Он встал с кресла и старческой походкой просеменил к приемнику. Я ушел к себе в комнату. Холодея от страха и чувствуя подступающую тошноту, я лег на кровать. Ощутил разгоряченной кожей прохладу покрывала. Я взял из кипы комиксов на полу следующий выпуск. Но мне не читалось. Скоро он войдет в гостиную, подойдет к телевизору и включит. Если бы я сломал его, находясь один, то мог бы сделать вид, будто я ни при чем, что телевизор сам сломался. Но, скорее всего, он бы все равно понял, что виноват я, на такие вещи у него был безошибочный нюх, ему достаточно было только взглянуть на меня, чтобы догадаться, что тут что-то нечисто, и тотчас же понять, что к чему. А сейчас и вовсе невозможно было притвориться, что я ни при чем, раз это случилось при бабушке и дедушке, они расскажут ему, как это произошло, и, если я попытаюсь скрыть правду, это только ухудшит мое положение.

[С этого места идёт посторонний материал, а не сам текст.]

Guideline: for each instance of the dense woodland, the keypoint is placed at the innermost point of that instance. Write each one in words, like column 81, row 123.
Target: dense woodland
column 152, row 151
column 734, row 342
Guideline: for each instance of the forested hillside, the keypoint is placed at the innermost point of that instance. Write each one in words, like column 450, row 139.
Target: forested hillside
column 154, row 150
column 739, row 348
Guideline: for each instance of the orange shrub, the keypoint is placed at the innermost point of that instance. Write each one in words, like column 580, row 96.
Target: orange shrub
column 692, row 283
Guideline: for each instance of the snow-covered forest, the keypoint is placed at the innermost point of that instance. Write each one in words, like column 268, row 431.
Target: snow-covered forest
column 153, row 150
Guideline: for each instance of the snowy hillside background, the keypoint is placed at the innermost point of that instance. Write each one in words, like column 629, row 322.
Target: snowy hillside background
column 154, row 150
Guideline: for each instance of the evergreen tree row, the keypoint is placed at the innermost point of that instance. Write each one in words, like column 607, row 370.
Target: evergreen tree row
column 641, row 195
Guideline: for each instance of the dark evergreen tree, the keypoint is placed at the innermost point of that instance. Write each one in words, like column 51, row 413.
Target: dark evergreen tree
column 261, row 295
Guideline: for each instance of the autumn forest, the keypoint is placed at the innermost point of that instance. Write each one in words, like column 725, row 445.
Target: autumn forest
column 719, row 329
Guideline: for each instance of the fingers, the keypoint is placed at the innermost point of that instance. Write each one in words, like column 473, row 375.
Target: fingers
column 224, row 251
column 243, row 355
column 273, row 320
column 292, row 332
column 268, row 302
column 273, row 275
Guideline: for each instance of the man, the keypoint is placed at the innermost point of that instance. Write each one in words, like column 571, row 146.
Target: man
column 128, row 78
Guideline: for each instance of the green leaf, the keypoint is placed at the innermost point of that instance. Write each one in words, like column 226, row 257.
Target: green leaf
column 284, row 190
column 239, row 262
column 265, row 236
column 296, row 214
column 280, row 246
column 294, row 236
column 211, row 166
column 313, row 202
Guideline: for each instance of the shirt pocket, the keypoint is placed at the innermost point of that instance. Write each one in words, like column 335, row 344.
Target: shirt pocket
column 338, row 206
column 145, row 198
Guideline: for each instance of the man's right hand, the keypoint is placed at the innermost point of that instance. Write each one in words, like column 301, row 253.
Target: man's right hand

Я поднялся с подушки и сел. Желудок точно сдавило, но это не было похоже на то мягкое и горячее ощущение, которым заявляла о себе болезнь, тут было что-то холодное и жесткое и давило так больно, что никакие слезы не растопили бы эту тяжесть.
Какое-то время я сидел и плакал на кровати.
Был бы Ингве дома! Тогда я мог бы какое-то время отсиживаться у него в комнате. Но он ушел купаться со Стейнаром и Коре.
Ощущение, что у него в комнате, несмотря на то что там никого нет, я как бы приближусь к нему, заставило меня подняться с кровати. Я отворил дверь, осторожно прошел через коридор и шагнул в его комнату. Его кровать была покрашена в синий цвет, моя была оранжевая, как и шкаф – у него он был синий, у меня – оранжевый. Там пахло Ингве. Я подошел к кровати и сел на нее.
Окно было приоткрыто!
Я и не надеялся на такую удачу. Так я мог слышать с террасы их голоса, между тем как они не догадываются, что я здесь. Если бы окно было закрыто, я не мог бы открыть его, не выдав себя.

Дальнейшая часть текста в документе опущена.